A speculator support module becomes a separate entity, obliged to make its results available to any speculator. It would have its own fitness function. If its fitness function fell below 0, it could be reabsorbed by a speculator, if it was still wanted. Its fitness wouldn't fall below zero if two or more speculators are interested enough to run it themselves.
These would try to measure the security of the human satisfaction metric and other sensitive parts of the system. They don't try to improve it or safeguard it, just to test it without compromising it.
They must be separate from speculators in the overall market.
Security test testers
Again, the roles regress but dwindle.
Satisfaction extrapolator (Maybe)
This role is inspired by Eliezer's CEV but structured very differently. Like CEV, these AIs would try to predict human satisfaction in particular future conditions. Here, that would be done in a separate futures market.
But they don't replace the satisfaction metric, nor even directly contribute their prediction to the utility function. Rather, when their extrapolated expectation disagrees significantly with the satisfaction that is reported, it triggers an extra-hard look at the security of the human satisfaction metric. If corruption is found, it triggers penalization of responsible parties.

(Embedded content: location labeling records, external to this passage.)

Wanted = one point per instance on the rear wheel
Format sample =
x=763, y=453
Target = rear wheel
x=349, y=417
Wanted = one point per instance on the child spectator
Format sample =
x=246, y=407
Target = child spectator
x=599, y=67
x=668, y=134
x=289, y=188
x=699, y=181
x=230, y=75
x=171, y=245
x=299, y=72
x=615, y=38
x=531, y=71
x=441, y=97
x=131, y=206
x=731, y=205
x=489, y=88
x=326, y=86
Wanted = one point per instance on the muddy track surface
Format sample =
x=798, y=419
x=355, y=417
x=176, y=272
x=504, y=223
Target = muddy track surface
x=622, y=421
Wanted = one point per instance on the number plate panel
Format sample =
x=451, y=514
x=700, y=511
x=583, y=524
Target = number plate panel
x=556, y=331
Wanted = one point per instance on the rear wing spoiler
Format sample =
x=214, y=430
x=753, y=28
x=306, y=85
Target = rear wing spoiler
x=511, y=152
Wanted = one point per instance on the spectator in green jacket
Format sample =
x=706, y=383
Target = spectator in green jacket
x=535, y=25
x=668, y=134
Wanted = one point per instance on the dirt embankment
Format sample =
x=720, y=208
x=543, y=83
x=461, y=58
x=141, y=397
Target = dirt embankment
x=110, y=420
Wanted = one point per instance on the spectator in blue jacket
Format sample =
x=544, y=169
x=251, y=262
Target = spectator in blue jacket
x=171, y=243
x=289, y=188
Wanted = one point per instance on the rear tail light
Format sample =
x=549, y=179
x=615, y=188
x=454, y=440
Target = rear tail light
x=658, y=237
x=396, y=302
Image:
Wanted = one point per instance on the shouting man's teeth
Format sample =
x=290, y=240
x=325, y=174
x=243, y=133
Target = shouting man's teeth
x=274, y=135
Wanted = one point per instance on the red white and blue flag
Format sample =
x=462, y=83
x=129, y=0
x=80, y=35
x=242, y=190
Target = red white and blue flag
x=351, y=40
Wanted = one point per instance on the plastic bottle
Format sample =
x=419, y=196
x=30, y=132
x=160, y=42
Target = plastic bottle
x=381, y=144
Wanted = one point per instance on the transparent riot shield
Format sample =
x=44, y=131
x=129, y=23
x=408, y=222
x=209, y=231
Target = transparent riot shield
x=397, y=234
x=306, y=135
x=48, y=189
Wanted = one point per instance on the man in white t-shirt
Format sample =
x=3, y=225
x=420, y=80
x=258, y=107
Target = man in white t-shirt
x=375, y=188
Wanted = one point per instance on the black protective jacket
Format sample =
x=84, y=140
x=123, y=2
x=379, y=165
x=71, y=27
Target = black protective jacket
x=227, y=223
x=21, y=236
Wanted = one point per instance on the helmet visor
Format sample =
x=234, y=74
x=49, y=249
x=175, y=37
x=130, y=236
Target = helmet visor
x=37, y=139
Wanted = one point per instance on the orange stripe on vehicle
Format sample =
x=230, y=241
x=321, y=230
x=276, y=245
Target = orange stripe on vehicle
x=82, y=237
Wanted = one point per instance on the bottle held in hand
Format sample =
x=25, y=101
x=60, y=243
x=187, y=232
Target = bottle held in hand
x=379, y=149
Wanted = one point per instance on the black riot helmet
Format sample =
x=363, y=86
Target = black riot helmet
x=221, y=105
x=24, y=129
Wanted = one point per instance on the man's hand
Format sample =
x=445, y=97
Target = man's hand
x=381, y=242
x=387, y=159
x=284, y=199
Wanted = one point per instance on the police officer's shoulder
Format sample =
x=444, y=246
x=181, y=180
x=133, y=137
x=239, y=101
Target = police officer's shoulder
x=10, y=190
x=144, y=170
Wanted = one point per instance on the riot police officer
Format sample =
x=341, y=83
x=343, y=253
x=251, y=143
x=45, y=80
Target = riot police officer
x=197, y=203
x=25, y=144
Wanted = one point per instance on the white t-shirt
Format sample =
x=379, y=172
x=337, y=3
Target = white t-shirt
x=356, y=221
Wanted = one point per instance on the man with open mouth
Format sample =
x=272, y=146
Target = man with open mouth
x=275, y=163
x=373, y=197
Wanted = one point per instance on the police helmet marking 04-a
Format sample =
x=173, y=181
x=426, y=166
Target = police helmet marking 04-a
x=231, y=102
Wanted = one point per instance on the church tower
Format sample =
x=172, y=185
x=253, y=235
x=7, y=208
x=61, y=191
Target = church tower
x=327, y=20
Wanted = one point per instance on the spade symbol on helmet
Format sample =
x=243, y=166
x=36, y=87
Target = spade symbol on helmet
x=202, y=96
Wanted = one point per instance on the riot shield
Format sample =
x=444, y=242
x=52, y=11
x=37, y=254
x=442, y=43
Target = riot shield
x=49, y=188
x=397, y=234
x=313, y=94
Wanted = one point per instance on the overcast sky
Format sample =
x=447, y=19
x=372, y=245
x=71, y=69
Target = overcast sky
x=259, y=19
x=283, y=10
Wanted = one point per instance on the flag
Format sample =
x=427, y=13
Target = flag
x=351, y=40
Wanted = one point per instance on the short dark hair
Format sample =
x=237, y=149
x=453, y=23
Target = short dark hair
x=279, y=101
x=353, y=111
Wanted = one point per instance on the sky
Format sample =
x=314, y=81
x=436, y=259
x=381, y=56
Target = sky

The extra-hard look should include some metrics that were kept secret, or shared only with the security testers.
These AIs are generally rewarded according to the accuracy of their extrapolation. But they are also deliberately insulated from the results of security testing so that they have no incentive to adjust their extrapolation when security is judged to be weak. This might be effected by subtracting the security result metric out so that the net effect of weak security on their estimates is zero.
Physical upkeep of the hardware. Sure, people could do that for a long time, but eventually Moore's Law prevails.
Runs the population algorithm and the various interactions (tempter, etc). Sure, human-written code could do that for a long time, but again Moore's Law prevails. It should prove new versions to be functionality equivalent of old versions, test new versions in sandboxes, etc.